Theologically, the book is a bit schizophrenic, perhaps intentionally so. When the tortured protagonist, Mack, is speaking, the theology espoused is a sort of new age, postmodern, existential, anti-intellectual, “roll-your-own” spirituality that gives priority to feeling over thinking, experience over tradition, immanence over transcendence, and the personal (individual) over the corporate and cosmic. One passage in the book is telling:

Try as he might, Mack could not escape the desperate possibility that the note just might be from God after all, even if the thought of God passing notes did not fit well with his theological training. In seminary he had been taught that God had completely stopped any overt communication with moderns, preferring to have them only listen to and follow sacred Scripture, properly interpreted, of course. God’s voice had been reduced to paper, and even that paper had to be moderated and deciphered by the proper authorities and intellects. It seemed that direct communication with God was something exclusively for the ancients and uncivilized, while educated Westerners’ access to God was mediated and controlled by the intelligentsia. Nobody wanted God in a box, just in a book. Especially an expensive one bound in leather with gilt edges, or was that guilt edges?

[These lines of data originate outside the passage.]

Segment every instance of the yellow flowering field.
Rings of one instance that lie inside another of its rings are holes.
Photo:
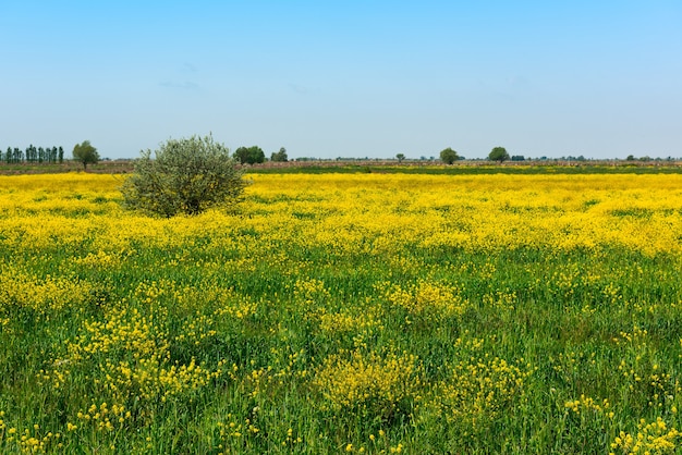
[[[1,453],[677,453],[682,175],[0,176]]]

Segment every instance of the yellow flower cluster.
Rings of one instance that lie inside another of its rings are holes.
[[[75,276],[39,278],[14,266],[0,271],[0,316],[29,309],[49,318],[64,309],[80,311],[92,297],[93,285]]]
[[[674,428],[669,428],[662,418],[647,423],[642,419],[637,423],[637,434],[621,431],[611,443],[611,450],[621,454],[674,454],[680,445],[678,440],[682,433]],[[611,452],[611,454],[616,454]]]
[[[417,359],[407,353],[339,353],[325,359],[313,384],[325,408],[389,418],[405,411],[406,402],[418,399],[418,369]]]

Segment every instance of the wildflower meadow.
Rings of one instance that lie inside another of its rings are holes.
[[[677,453],[682,175],[0,176],[0,453]]]

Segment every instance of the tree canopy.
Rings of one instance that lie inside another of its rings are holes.
[[[212,136],[170,139],[155,151],[142,151],[135,172],[121,187],[127,208],[172,217],[197,214],[235,204],[246,182],[230,150]]]
[[[488,153],[488,159],[490,161],[506,161],[509,159],[509,153],[507,152],[507,149],[504,147],[495,147],[492,150],[490,150],[490,153]]]
[[[240,147],[234,150],[234,158],[242,164],[256,164],[265,161],[265,152],[258,146]]]
[[[460,156],[458,155],[458,152],[452,150],[450,147],[440,151],[440,161],[444,162],[446,164],[452,164],[459,159]]]
[[[284,147],[281,147],[279,151],[272,152],[272,155],[270,156],[270,161],[275,161],[275,162],[289,161],[289,157],[287,157],[287,149]]]
[[[97,164],[99,161],[99,153],[89,140],[84,140],[73,147],[73,159],[83,163],[83,169],[87,170],[88,164]]]

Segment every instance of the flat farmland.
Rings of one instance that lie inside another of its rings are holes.
[[[0,176],[2,453],[677,453],[682,175]]]

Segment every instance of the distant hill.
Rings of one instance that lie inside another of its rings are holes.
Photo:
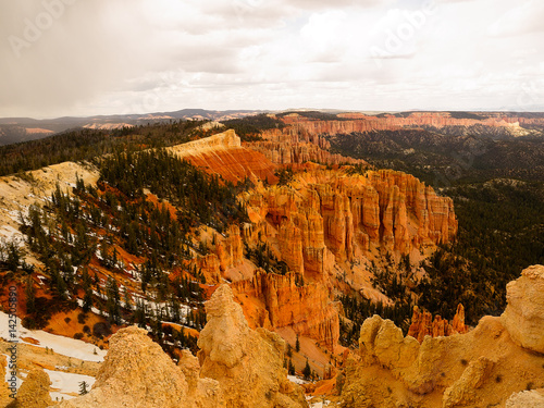
[[[20,141],[41,139],[52,134],[81,127],[112,129],[147,125],[173,120],[226,121],[261,113],[256,110],[213,111],[206,109],[182,109],[173,112],[143,114],[115,114],[87,118],[57,118],[37,120],[32,118],[0,118],[0,146]]]

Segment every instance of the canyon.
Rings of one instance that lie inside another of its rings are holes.
[[[507,286],[508,307],[502,318],[485,317],[475,329],[465,324],[462,305],[450,321],[440,316],[433,320],[416,307],[406,336],[376,314],[362,324],[358,350],[341,345],[342,326],[350,323],[339,295],[393,306],[392,298],[372,283],[374,267],[384,265],[386,258],[394,264],[407,259],[422,277],[424,271],[418,264],[438,246],[453,243],[459,225],[450,198],[412,175],[378,170],[364,160],[331,152],[323,135],[472,126],[482,121],[424,112],[407,118],[338,118],[322,121],[289,114],[281,118],[285,126],[263,131],[262,140],[243,143],[227,129],[166,148],[233,188],[236,183],[248,185],[237,196],[247,210],[245,222],[221,231],[211,223],[195,226],[186,243],[193,256],[187,264],[203,276],[193,283],[209,299],[203,329],[198,333],[185,327],[198,337],[197,357],[187,350],[173,354],[176,364],[172,355],[151,342],[147,330],[114,326],[116,333],[101,343],[109,350],[92,391],[59,404],[60,408],[305,407],[305,388],[287,379],[289,363],[298,372],[307,363],[313,375],[334,384],[329,394],[345,408],[506,404],[509,395],[529,383],[544,386],[539,375],[544,353],[543,267],[524,270]],[[485,126],[514,129],[514,135],[526,122],[512,121],[510,116],[484,120]],[[281,172],[286,169],[292,174],[283,180]],[[96,168],[76,163],[30,174],[0,180],[0,190],[5,193],[0,209],[5,226],[0,233],[5,237],[20,236],[17,211],[27,210],[35,197],[47,205],[45,196],[51,195],[59,180],[69,194],[82,175],[92,186],[98,180]],[[171,203],[151,193],[147,201],[158,208],[164,205],[175,218],[177,209]],[[140,288],[135,272],[145,260],[121,248],[116,256],[123,265],[115,264],[121,270],[118,282],[126,296],[148,301],[149,293]],[[39,268],[32,258],[32,254],[26,257]],[[95,277],[96,285],[107,290],[104,276],[114,273],[100,269],[103,275]],[[187,276],[181,267],[169,273],[171,281]],[[168,301],[149,300],[166,311]],[[185,313],[196,310],[194,304],[183,306]],[[185,330],[158,321],[161,329]],[[511,372],[509,361],[516,361]],[[42,372],[28,375],[26,388],[34,390],[35,380],[40,390],[47,388]],[[305,387],[310,393],[318,385]]]

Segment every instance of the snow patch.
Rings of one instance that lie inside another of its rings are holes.
[[[57,354],[66,357],[78,358],[85,361],[101,362],[103,361],[103,358],[106,357],[107,354],[106,350],[101,350],[97,346],[85,343],[83,341],[47,333],[44,332],[42,330],[25,329],[21,325],[21,320],[18,318],[17,318],[16,334],[18,343],[34,345],[32,343],[26,343],[25,341],[22,339],[23,337],[30,337],[39,342],[39,344],[34,346],[41,348],[48,347]],[[0,337],[8,341],[9,336],[10,333],[9,333],[8,314],[5,314],[4,312],[0,312]]]

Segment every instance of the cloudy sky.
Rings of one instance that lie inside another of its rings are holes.
[[[544,110],[542,0],[0,0],[0,116]]]

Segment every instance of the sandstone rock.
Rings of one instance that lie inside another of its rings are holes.
[[[15,408],[45,408],[53,404],[49,396],[49,375],[41,369],[32,370],[17,391]]]
[[[226,238],[218,238],[215,248],[222,271],[239,265],[244,259],[244,249],[238,225],[231,225]]]
[[[462,375],[444,392],[443,408],[473,406],[475,391],[489,379],[494,362],[485,357],[470,361]]]
[[[221,285],[206,302],[200,375],[219,381],[228,408],[306,407],[301,388],[283,368],[285,342],[265,329],[251,330],[233,296]]]
[[[191,369],[196,367],[185,371]],[[197,376],[190,375],[189,388],[182,370],[147,336],[147,331],[131,326],[110,338],[110,349],[90,393],[59,407],[224,407],[219,384],[209,379],[195,380]],[[208,400],[201,400],[202,395]]]
[[[528,274],[534,275],[534,268],[520,280]],[[539,298],[526,299],[529,309],[532,300]],[[462,327],[462,308],[457,314],[456,325]],[[430,316],[425,320],[431,324]],[[512,393],[541,386],[543,371],[542,357],[516,344],[502,320],[484,317],[466,334],[426,335],[420,345],[379,316],[367,319],[359,338],[361,357],[350,357],[343,366],[341,406],[505,406]],[[540,395],[526,394],[514,395],[508,404],[539,406]]]
[[[544,267],[529,267],[508,283],[506,300],[500,321],[514,342],[544,354]]]
[[[8,388],[8,383],[5,381],[5,368],[8,366],[7,357],[0,357],[0,407],[4,407],[11,401],[10,395],[12,394],[10,388]]]
[[[261,314],[269,318],[271,327],[289,326],[331,350],[338,344],[337,302],[330,299],[323,284],[306,282],[300,286],[294,273],[277,275],[258,270],[251,281],[235,282],[232,287],[236,294],[249,297],[245,302],[254,299],[257,310],[264,306],[265,313]]]
[[[457,306],[457,312],[452,322],[435,316],[434,320],[426,310],[420,311],[417,306],[413,307],[411,324],[408,329],[408,335],[423,342],[425,336],[450,336],[458,333],[467,333],[465,325],[465,308],[461,304]]]
[[[516,135],[519,125],[542,125],[544,121],[539,119],[509,116],[505,114],[487,114],[487,118],[481,119],[458,119],[453,118],[448,112],[412,112],[407,116],[399,118],[392,114],[383,116],[372,116],[362,113],[341,113],[338,118],[348,120],[321,121],[306,116],[284,116],[282,121],[287,124],[281,132],[265,133],[265,137],[271,140],[280,139],[277,133],[284,136],[290,136],[293,143],[308,140],[311,143],[321,143],[319,135],[342,135],[354,132],[364,133],[371,131],[395,131],[399,128],[443,128],[443,127],[498,127]],[[275,133],[275,135],[274,135]],[[273,137],[275,136],[275,137]]]
[[[323,274],[331,262],[325,248],[336,261],[350,261],[356,248],[362,254],[372,247],[409,254],[447,243],[457,233],[449,198],[436,196],[411,175],[393,171],[349,176],[342,171],[311,170],[296,174],[292,186],[254,191],[246,202],[261,220],[280,230],[282,249],[293,248],[286,252],[289,267],[316,275]]]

But when “God” is talking (as “Papa,” “Jesus,” or “Sarayu” – Young’s take on the Trinity) the theology expressed is more fully orbed, satisfying, and, occasionally, even profound. For example, when Mack asks Papa who’s in charge in the Trinity, Papa responds:

Humans are so lost and damaged that to you it is almost incomprehensible that people could work or live together without someone being in charge. …Creation has been taken down a very different path than we desired. In your world the value of the individual is constantly weighed against the survival of the system, whether political, economic, social, or religious – any system actually. First one person, and then a few, and finally even many are easily sacrificed for the good and ongoing existence of that system. In one form or another this lies behind every struggle for power, every prejudice, every war, and every abuse of relationship. The ‘will to power and independence’ has become so ubiquitous that it is now considered normal.

Actually, that’s not a bad interpretation of Jesus’ statement about the “will to power” in Mark 10:42-45 in which he suggests that power is pagan and cannot be redeemed; only aborted.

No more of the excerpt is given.